Taylor is the No. 2-ranked draft-eligible running back, according to NFL draft analyst Mel Kiper Jr., and the No. 29 overall prospect, according to Scouts Inc. He needs 3 rushing yards to pass Pittsburgh's Tony Dorsett (6,082) for No. 4 on the all-time FBS rushing list, and with 91 yards would become the first player since Iowa State's Troy Davis (1995 and '96) to have back-to-back 2,000-yard rushing seasons.

"You think about it, J.T., he came on the scene and introduced himself quickly," Wisconsin coach Paul Chryst said. "And from that point they've all been big moments and a lot has fallen on him. Everyone's looking for him to be what he has been, and that's, my opinion, the best back in college football."

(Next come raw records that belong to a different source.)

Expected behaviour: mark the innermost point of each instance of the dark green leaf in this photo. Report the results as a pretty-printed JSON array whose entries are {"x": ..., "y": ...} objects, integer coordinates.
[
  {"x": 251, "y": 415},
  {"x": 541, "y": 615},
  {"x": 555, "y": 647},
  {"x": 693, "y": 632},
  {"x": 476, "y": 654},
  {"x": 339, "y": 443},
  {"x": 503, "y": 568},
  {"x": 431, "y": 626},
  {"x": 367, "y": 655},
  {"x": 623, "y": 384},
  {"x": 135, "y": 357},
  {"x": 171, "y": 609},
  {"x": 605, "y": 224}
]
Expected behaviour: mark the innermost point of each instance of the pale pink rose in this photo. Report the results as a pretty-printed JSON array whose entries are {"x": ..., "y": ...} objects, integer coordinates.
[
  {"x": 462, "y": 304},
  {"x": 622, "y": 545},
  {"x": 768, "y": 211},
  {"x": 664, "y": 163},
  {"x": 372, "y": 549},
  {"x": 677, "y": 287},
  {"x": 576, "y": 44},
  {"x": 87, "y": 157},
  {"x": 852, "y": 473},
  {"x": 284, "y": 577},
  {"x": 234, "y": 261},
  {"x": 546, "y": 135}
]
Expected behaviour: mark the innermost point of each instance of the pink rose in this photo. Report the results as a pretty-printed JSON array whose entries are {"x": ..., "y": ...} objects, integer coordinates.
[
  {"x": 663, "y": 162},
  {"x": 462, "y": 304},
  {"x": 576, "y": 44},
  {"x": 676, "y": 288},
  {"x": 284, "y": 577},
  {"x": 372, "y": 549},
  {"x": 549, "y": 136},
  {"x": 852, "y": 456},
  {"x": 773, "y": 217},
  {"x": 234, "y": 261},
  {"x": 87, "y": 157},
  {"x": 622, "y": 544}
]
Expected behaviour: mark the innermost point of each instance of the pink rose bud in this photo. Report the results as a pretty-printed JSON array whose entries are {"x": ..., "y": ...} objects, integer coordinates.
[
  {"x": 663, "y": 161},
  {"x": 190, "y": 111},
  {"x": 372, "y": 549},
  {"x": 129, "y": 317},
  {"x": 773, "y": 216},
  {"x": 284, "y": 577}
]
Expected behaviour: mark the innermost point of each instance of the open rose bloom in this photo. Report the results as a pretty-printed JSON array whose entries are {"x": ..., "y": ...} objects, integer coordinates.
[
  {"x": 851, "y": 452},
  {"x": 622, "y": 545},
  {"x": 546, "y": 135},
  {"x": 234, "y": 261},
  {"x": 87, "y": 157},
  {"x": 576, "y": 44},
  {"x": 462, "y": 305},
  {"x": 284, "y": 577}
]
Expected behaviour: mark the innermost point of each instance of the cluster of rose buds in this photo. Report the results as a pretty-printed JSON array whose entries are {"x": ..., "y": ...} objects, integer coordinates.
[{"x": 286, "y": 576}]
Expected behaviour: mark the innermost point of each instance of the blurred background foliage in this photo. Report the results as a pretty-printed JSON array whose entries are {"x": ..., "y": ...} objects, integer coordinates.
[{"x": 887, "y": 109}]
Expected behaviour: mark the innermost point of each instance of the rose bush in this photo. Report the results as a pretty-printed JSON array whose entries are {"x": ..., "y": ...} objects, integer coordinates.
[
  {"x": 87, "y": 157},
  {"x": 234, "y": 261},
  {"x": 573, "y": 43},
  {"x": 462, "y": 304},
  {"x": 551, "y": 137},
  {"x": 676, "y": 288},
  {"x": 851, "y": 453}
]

Prior to the season, Oregon purchased permanent and total disability insurance as well as loss of value insurance for Herbert, according to a school spokesman, and while it's unclear how NFL scouts' opinions on him have evolved over the year, Cristobal is adamant his development has been significant.

"Just complete command of the offense in every phase," Cristobal said, "Not only throwing accurate passes and being able to flop and flip protections when he knows that he's short-sided on one side or the other, and get us in advantage runs when he knows we could get ourselves an opportunity to have a big play on the ground as well.

"He's like having a coordinator on the field is what he is. And he's just unfazed."

Herbert will be up against a Wisconsin defense that ranks No. 8 in FBS in defensive efficiency -- the fourth top-10 defense he'll have faced this season. In the three previous games (against Auburn, Washington and Utah), Herbert completed 65% of his passes with six touchdowns and no interceptions. His 10,403 career passing yards and 95 passing touchdowns trail only former Heisman Trophy winner Marcus Mariota in program history.

Mariota led the Ducks to their previous Rose Bowl victory -- in the 2014 season, when it doubled as a College Football Playoff semifinal -- and Herbert called him a "great mentor, great friend," earlier this week. Herbert has a chance to join Mariota and Darron Thomas (2011 season) and become the third Oregon quarterback in the past 100 years to win a Rose Bowl.

"This is everything that I ever hoped for," Herbert said. "This is the experience that we wanted when a lot of us decided to come back, and this is the potential that I knew our team had. It's just been so much fun, and it's been such a great year, and it's exactly the reason why I came back."